Of the 59 hospitals in Yangon Region with the cold chain storage technology needed to safely keep COVID-19 vaccines, 30 are privately owned and run, according to the MPHA.

Meanwhile, the available numbers for nationwide vaccination suggest a programme that is wildly off course, even if the current stock of vaccines are used before they expire.

By February 5, just 0.7pc of the Myanmar population – about 380,000 people – had got their first vaccine shot, according to data compiled by the Financial Times. By March 20, according to Khin Khin Gyi, that number had inched up to just 500,000, still less than 1pc of citizens. On the 8pm news on March 31, however, the military-run Myawaddy TV announced that more than 1 million people had received their first dose, and another 40,000 had received their second.

Khin Khin Gyi said the government does not have figures on the demographic breakdown of recipients, nor on the military-civilian split.

Before the coup, the elected government had targeted vaccinating 40pc of the population – some 24 million people – by the end of the year, with the remaining population expected to be vaccinated by 2023. Now, even these modest goals seem like a longshot.
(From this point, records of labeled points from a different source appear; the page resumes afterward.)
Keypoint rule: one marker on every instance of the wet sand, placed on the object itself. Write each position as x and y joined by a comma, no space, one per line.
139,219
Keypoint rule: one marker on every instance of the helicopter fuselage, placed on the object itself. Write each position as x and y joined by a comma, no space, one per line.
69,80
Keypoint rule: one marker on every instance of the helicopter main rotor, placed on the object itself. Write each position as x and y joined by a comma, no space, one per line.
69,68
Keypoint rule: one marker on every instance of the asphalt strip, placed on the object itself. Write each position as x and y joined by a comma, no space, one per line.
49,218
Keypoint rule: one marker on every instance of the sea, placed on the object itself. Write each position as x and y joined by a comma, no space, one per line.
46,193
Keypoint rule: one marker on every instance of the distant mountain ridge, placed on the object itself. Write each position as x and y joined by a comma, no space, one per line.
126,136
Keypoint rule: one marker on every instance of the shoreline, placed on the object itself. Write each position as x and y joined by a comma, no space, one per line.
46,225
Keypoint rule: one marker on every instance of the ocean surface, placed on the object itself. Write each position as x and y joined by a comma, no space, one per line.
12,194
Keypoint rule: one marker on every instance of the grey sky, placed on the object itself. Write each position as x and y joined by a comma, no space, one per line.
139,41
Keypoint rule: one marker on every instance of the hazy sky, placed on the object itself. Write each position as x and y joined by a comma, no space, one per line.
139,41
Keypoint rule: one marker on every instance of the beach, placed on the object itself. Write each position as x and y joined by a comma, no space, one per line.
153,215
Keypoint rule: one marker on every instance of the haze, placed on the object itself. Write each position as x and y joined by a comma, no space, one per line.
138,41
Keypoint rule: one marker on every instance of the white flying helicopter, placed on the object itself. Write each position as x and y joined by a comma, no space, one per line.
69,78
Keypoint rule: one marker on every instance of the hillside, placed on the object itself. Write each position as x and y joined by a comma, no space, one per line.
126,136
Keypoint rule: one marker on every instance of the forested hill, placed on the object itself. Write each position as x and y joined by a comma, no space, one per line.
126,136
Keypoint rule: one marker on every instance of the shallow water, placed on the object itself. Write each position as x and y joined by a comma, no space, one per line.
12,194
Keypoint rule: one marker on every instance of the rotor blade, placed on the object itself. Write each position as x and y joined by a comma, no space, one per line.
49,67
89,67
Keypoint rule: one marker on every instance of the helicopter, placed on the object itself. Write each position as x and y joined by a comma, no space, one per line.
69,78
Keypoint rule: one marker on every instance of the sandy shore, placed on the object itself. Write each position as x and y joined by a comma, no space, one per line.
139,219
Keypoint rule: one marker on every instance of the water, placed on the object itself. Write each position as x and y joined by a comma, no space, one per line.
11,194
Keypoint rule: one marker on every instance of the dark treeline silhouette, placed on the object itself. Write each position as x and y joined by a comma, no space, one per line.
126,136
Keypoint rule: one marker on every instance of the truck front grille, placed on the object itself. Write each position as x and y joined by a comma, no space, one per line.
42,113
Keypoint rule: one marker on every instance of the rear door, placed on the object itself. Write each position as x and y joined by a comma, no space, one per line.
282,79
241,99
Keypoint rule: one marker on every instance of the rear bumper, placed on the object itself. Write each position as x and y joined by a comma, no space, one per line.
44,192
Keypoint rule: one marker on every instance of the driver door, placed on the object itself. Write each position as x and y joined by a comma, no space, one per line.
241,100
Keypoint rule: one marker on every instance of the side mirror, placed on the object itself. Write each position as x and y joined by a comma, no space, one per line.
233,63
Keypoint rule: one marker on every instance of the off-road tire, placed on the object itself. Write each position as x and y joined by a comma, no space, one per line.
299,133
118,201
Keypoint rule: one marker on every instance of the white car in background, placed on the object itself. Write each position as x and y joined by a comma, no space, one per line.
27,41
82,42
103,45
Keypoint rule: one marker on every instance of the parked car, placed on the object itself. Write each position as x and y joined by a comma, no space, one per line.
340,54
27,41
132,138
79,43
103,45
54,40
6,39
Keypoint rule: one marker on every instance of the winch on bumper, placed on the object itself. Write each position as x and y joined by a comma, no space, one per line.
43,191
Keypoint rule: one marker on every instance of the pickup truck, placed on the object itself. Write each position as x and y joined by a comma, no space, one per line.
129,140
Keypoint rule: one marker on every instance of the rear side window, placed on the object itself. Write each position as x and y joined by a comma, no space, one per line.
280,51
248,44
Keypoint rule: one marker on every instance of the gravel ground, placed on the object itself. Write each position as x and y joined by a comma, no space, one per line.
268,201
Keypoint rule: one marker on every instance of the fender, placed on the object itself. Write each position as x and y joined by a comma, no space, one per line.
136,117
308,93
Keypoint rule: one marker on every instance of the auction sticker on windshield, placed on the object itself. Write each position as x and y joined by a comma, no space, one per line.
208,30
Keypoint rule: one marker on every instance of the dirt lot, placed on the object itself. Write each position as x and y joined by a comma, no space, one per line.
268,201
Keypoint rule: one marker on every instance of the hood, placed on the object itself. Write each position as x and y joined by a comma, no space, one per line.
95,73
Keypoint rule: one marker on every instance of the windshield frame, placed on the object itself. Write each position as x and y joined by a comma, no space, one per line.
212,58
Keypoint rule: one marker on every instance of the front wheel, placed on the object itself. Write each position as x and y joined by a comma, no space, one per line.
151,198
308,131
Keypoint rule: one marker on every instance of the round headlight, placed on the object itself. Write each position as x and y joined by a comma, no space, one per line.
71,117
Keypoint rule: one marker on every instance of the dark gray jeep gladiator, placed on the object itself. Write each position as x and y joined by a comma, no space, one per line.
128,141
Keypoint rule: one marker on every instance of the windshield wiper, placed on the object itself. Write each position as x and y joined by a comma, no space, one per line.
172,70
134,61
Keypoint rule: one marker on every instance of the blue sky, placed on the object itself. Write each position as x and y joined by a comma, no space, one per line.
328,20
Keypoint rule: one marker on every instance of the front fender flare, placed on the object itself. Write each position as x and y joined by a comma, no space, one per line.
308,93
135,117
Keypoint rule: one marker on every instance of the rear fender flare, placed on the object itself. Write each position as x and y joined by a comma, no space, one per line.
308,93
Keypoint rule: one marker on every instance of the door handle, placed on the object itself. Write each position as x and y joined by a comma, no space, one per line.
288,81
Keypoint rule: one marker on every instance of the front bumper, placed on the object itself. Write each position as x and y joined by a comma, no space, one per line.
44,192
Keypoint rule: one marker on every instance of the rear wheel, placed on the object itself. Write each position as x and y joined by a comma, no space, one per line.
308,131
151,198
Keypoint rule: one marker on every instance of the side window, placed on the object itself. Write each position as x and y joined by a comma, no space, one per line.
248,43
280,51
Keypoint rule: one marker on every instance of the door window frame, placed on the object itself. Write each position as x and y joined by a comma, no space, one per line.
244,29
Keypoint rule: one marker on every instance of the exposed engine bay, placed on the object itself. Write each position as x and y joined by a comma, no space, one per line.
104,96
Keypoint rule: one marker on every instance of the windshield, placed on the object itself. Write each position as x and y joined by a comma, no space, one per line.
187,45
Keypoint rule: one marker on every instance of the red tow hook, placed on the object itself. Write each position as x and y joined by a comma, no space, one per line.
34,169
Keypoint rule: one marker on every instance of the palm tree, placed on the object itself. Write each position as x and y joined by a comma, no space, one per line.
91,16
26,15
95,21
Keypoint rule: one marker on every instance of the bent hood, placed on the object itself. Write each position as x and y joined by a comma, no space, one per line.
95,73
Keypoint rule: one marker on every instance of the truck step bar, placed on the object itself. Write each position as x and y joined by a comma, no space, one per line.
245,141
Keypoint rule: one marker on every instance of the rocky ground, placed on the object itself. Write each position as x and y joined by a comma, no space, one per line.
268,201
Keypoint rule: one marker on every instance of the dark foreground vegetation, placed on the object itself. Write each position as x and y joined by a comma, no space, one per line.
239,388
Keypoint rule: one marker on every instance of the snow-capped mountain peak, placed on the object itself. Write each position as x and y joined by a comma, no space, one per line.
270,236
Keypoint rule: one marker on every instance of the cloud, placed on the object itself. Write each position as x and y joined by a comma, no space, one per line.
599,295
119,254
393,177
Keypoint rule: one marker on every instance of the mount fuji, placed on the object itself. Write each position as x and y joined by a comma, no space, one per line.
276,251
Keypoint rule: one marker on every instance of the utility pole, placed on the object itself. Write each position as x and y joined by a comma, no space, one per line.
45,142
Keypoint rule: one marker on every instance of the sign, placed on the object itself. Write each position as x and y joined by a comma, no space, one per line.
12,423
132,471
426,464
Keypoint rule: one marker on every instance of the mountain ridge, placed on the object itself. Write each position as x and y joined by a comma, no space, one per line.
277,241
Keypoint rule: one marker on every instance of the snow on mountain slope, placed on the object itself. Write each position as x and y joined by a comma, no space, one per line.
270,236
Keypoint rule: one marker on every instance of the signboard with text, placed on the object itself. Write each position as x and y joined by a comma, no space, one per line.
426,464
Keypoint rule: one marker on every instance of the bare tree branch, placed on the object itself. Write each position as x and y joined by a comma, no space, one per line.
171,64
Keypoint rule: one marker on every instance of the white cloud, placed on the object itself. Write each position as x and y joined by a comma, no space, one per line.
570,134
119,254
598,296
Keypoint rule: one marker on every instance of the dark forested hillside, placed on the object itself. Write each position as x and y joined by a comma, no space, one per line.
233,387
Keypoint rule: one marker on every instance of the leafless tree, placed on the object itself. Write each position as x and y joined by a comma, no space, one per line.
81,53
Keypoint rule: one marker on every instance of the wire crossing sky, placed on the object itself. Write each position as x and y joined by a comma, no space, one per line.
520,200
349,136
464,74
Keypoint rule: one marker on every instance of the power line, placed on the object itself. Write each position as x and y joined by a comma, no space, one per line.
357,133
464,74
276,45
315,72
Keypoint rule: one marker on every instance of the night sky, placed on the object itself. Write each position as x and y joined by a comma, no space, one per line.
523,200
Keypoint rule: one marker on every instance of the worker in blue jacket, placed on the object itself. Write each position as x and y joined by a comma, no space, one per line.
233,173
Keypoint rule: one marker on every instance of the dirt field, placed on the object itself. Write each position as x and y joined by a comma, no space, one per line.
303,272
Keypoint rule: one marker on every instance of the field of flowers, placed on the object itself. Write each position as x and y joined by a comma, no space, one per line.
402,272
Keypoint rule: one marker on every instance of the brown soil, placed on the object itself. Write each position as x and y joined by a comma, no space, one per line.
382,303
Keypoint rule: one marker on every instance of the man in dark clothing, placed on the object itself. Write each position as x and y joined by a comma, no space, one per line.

Still, the junta has no plans to rethink its approach.

“The current immunisation plan is the same as the previous government’s plan,” junta spokesperson Brigadier-General Zaw Min Tun said at a press conference on March 23. But carrying out the NLD’s plans seems to be impossible when you’re not the NLD, and the junta is unlikely to win the people’s trust before their vaccine doses expire – whenever that might be.